Wir wollen einige Marksteine an den bis zur Verstädterung zurückgelegten Weg setzen. Was ist zu Beginn vorhanden? Populationen, die in den Bereich der Ethnologie, der Anthropologie fallen. Um diese Anfangsnull herum markierten und benannten die ersten Menschenhorden (Sammler, Fischer, Jäger, vielleicht Hirten) den Raum; sie erforschten ihn, indem sie Zeichen setzten. Sie erfanden Flurnamen, gaben die ersten Landmarken an. Der dem Boden verhaftete Bauer schuf in der Folge die Topologie und eine Raumaufteilung, die wohl vollkommen und genau war, den Raum aber nicht von Grund auf veränderte. Wichtig ist dabei, daß fast überall auf der Welt und wohl überall da, wo der Mensch ins Licht der Geschichte tritt, die Stadt dem Dorf auf dem Fuße folgte.

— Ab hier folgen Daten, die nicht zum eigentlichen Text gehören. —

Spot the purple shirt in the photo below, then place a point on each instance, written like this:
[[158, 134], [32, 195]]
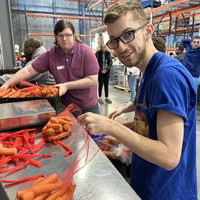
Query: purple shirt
[[79, 63]]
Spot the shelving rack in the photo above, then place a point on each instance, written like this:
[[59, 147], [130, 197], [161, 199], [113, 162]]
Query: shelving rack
[[167, 18], [177, 19]]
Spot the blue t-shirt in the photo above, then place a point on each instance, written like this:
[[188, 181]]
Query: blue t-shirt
[[166, 85], [191, 58]]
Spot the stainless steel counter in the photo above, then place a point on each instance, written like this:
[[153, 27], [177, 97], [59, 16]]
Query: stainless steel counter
[[97, 180]]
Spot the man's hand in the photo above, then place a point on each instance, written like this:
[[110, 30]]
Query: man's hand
[[95, 124], [63, 88]]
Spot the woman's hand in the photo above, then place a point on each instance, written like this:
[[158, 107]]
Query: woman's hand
[[96, 124]]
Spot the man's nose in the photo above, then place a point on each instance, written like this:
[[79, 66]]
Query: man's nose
[[64, 37], [121, 46]]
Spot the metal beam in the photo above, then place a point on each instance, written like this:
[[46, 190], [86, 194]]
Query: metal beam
[[51, 34], [62, 16]]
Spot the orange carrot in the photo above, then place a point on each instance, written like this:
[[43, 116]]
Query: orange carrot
[[22, 191], [60, 136], [49, 131], [16, 94], [54, 120], [60, 130], [8, 151], [10, 93], [57, 193], [54, 126], [40, 189], [67, 127], [42, 196], [66, 118], [3, 93]]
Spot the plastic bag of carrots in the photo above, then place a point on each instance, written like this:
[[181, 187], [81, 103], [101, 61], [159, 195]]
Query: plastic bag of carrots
[[48, 188], [57, 128]]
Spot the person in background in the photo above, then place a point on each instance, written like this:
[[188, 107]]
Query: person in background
[[191, 59], [159, 44], [32, 49], [105, 62], [163, 138], [132, 74], [73, 66], [179, 50]]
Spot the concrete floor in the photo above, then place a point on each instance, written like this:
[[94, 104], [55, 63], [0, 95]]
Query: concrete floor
[[120, 97]]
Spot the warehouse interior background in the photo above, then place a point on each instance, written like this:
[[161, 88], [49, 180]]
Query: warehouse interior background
[[173, 20]]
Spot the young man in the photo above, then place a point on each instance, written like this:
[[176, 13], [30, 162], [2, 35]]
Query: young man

Die Ansicht, aus der Urbarmachung des Landes, aus dem Dorf und der dörflichen Kultur sei allmählich ein städtisches Dasein erwachsen, ist ideologisch gefärbt. Das Geschehen in Europa nach dem Zerfall des Römischen Reiches und der Wiedergeburt der Städte im Mittelalter wird als allgemeingültig hingestellt. Jedoch läßt sich das Gegenteil unschwer beweisen. Der Übergang vom Wildbeutertum zum Ackerbau vollzog sich erst unter dem (autoritären) Druck städtischer Zentren, die im allgemeinen von geschickten Eroberern bewohnt wurden, die Beschützer, Ausbeuter und Unterdrücker, das heißt Verwalter, Gründer von Staaten oder staatsähnlichen Gebilden geworden waren. Mit oder kurz nach Entstehen eines organisierten gesellschaftlichen Lebens, von Ackerbau und Dorf, tritt die politische Stadt auf.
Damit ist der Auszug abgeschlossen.